SF短編集。7作品収録
SFといっても SFちっくな世界を舞台にした恋愛作品 といった感じ。
男女の愛、家族愛、秘密の愛
いろいろあって全部がなんとも切なくて でもただただ悲しいではなく ・・・
表題作 「夏の涯ての島 」
歴史改変もの。
『 1940年、第一次大戦でドイツに敗れた英国はカリスマ指導者の登場により全体主義国家となり
モダニズム(=ファシズム?)に支配され、人種差別やゲイ迫害が横行している。
主人公はゲイの老歴史学者グリフ。
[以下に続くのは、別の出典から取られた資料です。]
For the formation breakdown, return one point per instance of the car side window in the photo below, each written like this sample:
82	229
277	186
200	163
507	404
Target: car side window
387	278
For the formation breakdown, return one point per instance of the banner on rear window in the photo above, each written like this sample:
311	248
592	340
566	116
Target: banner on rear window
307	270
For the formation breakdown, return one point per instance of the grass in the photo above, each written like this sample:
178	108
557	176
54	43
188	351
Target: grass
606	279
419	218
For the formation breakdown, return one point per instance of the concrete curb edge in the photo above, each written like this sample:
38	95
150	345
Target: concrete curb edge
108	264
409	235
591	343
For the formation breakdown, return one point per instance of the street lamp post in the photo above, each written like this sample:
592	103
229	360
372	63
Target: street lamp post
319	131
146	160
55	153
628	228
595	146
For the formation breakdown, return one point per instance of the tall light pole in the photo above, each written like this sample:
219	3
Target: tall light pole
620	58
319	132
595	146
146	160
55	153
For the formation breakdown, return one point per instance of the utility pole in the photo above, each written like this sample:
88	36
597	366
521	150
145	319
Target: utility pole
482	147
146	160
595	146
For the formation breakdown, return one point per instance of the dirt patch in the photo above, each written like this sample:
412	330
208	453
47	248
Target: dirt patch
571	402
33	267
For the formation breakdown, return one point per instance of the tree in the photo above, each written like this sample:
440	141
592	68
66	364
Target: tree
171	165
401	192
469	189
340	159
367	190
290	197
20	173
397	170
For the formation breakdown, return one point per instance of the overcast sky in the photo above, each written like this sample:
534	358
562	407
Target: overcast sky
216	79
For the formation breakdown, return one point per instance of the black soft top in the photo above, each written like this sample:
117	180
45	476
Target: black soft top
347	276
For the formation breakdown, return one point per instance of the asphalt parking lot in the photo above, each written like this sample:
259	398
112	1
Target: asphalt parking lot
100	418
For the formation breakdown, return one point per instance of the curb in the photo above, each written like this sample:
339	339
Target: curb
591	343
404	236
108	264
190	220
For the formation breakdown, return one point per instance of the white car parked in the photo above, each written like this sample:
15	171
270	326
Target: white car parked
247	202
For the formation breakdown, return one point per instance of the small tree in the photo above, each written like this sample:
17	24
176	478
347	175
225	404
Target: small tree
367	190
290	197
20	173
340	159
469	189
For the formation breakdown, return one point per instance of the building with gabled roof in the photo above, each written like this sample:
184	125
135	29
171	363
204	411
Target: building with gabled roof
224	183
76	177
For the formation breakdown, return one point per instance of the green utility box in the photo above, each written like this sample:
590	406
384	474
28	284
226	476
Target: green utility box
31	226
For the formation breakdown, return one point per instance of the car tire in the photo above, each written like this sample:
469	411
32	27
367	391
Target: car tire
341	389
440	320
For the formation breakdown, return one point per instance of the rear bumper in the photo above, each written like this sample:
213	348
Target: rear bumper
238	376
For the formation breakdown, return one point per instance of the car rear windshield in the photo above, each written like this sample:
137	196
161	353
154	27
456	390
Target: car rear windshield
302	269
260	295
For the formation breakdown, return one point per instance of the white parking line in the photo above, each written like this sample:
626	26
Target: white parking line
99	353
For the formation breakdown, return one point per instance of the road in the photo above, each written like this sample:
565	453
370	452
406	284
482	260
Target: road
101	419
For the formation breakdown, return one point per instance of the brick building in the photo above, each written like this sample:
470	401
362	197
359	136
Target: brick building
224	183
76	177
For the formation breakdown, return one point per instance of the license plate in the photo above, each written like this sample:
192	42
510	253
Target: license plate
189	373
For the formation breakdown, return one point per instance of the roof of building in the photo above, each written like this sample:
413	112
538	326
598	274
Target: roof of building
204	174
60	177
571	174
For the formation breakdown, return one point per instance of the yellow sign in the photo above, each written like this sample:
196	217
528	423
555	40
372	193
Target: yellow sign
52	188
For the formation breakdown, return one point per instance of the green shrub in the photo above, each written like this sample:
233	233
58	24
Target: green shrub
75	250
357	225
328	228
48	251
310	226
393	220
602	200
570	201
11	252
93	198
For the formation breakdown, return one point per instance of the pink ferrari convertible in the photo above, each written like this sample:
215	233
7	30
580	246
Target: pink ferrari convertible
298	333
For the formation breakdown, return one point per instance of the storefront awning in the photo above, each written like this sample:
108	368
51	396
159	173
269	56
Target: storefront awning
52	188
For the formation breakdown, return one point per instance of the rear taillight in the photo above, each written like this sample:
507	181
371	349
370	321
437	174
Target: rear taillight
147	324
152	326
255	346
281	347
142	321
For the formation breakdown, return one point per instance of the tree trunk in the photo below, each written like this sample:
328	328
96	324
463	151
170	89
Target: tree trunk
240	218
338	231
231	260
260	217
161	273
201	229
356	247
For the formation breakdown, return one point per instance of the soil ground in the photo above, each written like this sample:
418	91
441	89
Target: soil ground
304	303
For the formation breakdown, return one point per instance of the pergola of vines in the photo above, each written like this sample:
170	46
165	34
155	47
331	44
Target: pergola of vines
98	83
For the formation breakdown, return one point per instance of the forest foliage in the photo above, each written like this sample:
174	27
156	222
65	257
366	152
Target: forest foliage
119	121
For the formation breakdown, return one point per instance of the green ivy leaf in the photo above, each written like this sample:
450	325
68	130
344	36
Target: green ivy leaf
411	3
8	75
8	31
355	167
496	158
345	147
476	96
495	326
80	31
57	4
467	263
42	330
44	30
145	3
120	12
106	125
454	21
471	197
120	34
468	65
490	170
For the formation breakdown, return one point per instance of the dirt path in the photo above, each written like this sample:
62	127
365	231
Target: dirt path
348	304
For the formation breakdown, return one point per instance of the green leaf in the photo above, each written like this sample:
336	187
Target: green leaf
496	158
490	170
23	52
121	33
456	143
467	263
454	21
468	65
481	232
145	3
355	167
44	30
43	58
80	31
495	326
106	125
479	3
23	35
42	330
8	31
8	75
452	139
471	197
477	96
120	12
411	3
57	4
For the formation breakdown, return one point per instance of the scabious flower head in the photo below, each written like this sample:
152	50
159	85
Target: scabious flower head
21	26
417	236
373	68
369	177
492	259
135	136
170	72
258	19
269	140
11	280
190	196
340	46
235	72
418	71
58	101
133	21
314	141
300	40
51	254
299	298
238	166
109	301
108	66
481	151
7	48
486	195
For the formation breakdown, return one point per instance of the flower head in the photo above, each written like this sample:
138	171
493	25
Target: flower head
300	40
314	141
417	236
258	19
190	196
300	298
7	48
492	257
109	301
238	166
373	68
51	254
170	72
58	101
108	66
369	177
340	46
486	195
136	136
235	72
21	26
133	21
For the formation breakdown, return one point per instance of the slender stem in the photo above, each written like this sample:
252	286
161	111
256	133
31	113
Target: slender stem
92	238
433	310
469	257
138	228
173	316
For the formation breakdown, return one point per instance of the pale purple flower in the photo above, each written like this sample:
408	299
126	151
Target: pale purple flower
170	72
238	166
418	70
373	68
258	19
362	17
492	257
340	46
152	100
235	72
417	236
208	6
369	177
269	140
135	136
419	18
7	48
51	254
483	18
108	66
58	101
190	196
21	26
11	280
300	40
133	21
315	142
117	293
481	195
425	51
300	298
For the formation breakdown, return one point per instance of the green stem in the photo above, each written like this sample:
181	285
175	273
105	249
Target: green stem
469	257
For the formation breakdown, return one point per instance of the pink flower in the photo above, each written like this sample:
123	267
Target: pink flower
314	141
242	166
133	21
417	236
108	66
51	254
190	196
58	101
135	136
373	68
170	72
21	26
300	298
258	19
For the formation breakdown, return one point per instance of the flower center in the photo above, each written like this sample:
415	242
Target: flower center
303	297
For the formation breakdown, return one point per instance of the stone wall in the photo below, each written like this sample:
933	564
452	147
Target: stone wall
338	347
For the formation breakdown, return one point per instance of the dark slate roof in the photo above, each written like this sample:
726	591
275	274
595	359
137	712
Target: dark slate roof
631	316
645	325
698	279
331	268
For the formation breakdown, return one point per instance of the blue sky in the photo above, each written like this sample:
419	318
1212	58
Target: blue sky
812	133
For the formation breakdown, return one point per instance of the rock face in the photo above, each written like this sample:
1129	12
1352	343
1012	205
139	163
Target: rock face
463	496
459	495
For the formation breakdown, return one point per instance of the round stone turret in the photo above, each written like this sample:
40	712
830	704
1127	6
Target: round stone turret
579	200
かつて愛した青年フランシスを忘れられずにいる。
カリスマ指導者のジョン・アーサーはグリフの元教え子。しかしそのジョン・アーサーは実は ・・・ 』
元々は長編として書いたものを中篇の尺に縮めたのだそうです。
ガッツリ長編で読ませてくれてもよかったかもしれないな。ちょっと物足りない気も って
長編だと饒舌になりすぎて かえって味わいが薄れてしまうのかな?
内容は うっかりした一言で思いっきりネタバレしてしまいそうなので多くは語らず ・・・
戦争、迫害 繰り返される歴史 同じ轍を踏む愚かな人間
昔の愛 夢 忘れようとしても忘れられない 捨て去れない想い
諦めともどかしさに震える心。
ドロドロがっつりなゲイ小説ではありませんです。
ほかには
『 帰還 』 ( 宇宙での特殊任務によって生ける死者となった男の物語 )
『 チョップ・ガール 』 ( 悪運をもたらす女と九死に一生を拾ってくる兵士が愛し合った時 ・・・ )
が好みでした。
『 わが家のサッカー・ボール 』 のなんともいえない感覚も。
息子たちが “ サッカーボール ” を蹴って遊ぶ姿を微笑んで見守る母。シュールです。